Spatial-Temporal Differentials in Traffic and Music Generated Noise at Selected Sites in Kisumu City, Kenya
Author(s): Walter Ogutu Amulla, Aaron Gichaba Misati
Despite its well-documented effects on health and wellbeing, noise remains one of the most poorly regulated type of pollution in African cities. Some studies have shown that automobiles and music stores are among the leading sources of noise pollution in African urban centers with equivalent sound pressure levels largely exceeding regulatory limits. These elevated noise levels exposes the public to auditory and non-auditory effects that impair health and quality of life. Regardless, research on road traffic and music-generated noise remain scarce in Kenya and Africa at large. This study sought to assess noise associated with traffic and music at 50 purposively selected sites in Kisumu city, Kenya.

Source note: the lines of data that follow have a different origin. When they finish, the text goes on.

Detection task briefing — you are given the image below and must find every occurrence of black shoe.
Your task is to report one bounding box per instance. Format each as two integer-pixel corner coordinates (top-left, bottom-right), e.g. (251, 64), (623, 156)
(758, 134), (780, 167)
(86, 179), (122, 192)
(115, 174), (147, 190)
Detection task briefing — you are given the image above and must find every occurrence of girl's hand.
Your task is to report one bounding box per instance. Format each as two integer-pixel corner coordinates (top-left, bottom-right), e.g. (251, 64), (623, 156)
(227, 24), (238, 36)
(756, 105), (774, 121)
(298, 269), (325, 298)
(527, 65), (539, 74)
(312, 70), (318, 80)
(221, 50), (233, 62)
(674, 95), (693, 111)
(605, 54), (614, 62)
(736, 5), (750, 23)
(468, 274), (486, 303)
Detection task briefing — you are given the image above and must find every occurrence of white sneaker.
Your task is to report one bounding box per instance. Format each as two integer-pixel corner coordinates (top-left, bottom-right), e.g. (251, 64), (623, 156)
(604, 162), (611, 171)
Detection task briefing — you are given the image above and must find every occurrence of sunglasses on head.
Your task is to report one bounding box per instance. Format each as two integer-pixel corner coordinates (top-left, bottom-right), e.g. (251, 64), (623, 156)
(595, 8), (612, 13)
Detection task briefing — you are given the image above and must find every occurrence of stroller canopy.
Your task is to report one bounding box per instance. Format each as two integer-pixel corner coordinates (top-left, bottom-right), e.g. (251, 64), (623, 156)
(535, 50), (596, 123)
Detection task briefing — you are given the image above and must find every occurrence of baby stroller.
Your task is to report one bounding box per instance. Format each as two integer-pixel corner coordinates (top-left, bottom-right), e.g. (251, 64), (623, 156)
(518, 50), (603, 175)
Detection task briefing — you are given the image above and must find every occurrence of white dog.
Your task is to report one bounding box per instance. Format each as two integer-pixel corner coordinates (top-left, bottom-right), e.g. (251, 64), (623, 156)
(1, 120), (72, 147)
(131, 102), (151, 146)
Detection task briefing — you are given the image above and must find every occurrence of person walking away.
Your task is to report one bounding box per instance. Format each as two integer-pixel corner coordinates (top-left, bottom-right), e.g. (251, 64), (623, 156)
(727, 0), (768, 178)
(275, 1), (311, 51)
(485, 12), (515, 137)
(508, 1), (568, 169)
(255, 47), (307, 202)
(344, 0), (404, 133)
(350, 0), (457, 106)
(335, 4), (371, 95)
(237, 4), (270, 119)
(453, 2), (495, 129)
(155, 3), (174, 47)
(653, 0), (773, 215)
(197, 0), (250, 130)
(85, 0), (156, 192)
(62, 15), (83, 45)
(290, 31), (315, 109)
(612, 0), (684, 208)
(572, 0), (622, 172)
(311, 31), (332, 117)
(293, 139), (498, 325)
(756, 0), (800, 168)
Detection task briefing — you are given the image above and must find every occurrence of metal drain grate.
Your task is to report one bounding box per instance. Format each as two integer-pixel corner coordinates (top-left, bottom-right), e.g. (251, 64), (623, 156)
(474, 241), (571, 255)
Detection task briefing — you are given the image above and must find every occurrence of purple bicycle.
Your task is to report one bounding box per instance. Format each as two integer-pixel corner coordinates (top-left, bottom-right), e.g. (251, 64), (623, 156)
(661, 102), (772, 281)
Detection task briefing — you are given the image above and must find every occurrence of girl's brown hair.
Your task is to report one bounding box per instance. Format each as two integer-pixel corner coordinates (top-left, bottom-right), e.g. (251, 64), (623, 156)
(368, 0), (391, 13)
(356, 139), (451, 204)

Sound Pressure Levels (SPL) were measured using EXTECH® digital sound level meter, recorded in a data sheet and analyzed descriptively on SPSS version 23. Results showed that the mean traffic-generated noise was 70.39 ± 10.10dBA, while music-generated noise was 86.35 ± 6.92dBA. Independent sample t-test showed that the mean SPL for music was significantly higher than traffic. There was considerable variability in traffic noise by site with highways having highest (76.25 ± 5.42dBA) followed by roundabouts (75.0 ± 4.97 dBA) and lastly by termini (71.60 ± 4.81dBA). Noise at resting parks varied with distance from high traffic zones. Both vehicular and music-related noise exceeded maximum permissible limits, but music-related noise was significantly higher than vehicular noise.